Today's problems do not stop at national borders. Conflict, poverty, food security, preserving the environment, and climate change are global challenges that require international cooperation. To that end, Germany firmly backs multilateral efforts to establish peace, promote a stable global economy, and encourage the use of renewable resources and environmentally friendly production.
Germany became the first country in Europe to establish a development ministry, in 1961. Today, Germany is the third largest shareholder of the World Bank. It joined the International Bank for Reconstruction and Development (IBRD) — the World Bank — in 1952, and the International Development Association — the Bank’s fund for the poorest countries — in 1960. Germany is also a member of the International Finance Corporation (1956), the Multilateral Investment Guarantee Agency (1988), and the International Centre for Settlement of Investment Disputes (1969).
The World Bank’s office in Berlin works to promote consensus around the international development agenda and build a platform for collaboration between the World Bank Group and Germany. It does this by promoting better understanding of the World Bank Group’s mission and activities and by building relationships with key stakeholders such as government, legislators, civil society organizations, the private sector, academia, and the media.

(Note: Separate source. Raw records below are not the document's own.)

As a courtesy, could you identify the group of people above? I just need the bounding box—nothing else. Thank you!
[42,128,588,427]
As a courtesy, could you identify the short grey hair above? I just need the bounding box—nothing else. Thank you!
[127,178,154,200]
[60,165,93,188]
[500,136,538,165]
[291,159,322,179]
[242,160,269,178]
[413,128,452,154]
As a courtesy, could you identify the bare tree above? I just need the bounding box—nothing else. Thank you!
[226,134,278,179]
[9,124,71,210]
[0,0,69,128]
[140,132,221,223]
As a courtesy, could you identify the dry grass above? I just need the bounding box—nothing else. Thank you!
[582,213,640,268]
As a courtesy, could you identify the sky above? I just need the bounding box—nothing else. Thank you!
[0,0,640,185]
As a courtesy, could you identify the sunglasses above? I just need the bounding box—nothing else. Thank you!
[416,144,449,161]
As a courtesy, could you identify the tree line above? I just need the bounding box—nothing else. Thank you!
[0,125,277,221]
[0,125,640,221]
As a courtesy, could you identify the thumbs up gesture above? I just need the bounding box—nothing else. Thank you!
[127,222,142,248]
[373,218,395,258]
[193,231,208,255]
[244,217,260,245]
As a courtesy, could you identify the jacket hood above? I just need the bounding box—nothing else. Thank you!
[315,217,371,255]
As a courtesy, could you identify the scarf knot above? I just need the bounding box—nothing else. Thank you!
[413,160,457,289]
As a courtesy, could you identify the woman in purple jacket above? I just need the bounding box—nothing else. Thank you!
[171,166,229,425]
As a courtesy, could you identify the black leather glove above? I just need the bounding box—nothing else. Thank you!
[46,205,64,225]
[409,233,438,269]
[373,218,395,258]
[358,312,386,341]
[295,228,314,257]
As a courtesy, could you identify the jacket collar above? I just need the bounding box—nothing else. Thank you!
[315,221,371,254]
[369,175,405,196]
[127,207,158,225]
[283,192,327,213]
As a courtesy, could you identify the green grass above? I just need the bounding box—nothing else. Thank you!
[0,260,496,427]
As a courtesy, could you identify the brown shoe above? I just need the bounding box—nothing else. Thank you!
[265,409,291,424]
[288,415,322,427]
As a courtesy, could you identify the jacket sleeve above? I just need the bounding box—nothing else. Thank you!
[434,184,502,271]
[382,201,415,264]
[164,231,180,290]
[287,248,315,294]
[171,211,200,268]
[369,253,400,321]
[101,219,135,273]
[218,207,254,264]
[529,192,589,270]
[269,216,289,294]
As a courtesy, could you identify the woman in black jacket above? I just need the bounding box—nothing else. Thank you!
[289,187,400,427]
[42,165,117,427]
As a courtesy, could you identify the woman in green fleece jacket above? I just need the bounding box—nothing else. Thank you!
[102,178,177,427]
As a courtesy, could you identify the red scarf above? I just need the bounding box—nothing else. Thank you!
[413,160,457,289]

It also supports outreach activities, often in collaboration with German partners, such as organizing and supporting conferences, seminars, and other events on development-related topics. The office serves as an entry point for groups in Germany wishing to contact World Bank staff across the world or access the plethora of information the Bank publishes, and it responds to media queries. It also seeks to increase opportunities for collaboration between Germany and the World Bank Group through co-financing, trust funds, and joint analytical work in sectors and regions of mutual interest.
The Federal Minister for Economic Cooperation and Development, Gerd Müller, represents Germany on the World Bank Board of Governors, the Bank’s senior decision-making body. The governors, usually ministers of finance or development, meet twice a year. The governors have the power to admit and suspend members of the World Bank Group, increase or decrease the authorized capital stock, determine the distribution of the net income of the Bank, and decide on the World Bank Group’s overall strategic direction. Thomas Steffen, state secretary, federal Ministry of Finance, serves as Germany’s alternate governor.
World Bank Executive Director
The governor delegates responsibility for overseeing the day-to-day business of Germany’s interests at the Bank to the executive director (ED) for Germany. The ED is the governor’s representative on the 25-member World Bank Board of Executive Directors. EDs reside in Washington and normally meet twice a week to decide on borrowing and financial questions, projects, and policies that impact World Bank Group general operations. Ursula Mueller is the current ED for Germany, and Wilhelm Michael Rissmann is the alternate executive director.
Shares and Voting Power
The World Bank Group has a weighted system of voting. All members of the Bank receive votes consisting of share votes (one vote for each share of the Bank's capital stock held by the member) plus basic votes (calculated so that the sum of all basic votes is equal to 5.55% of the sum of basic votes and share votes for all members). The voting power distribution differs from agency to agency within the World Bank Group.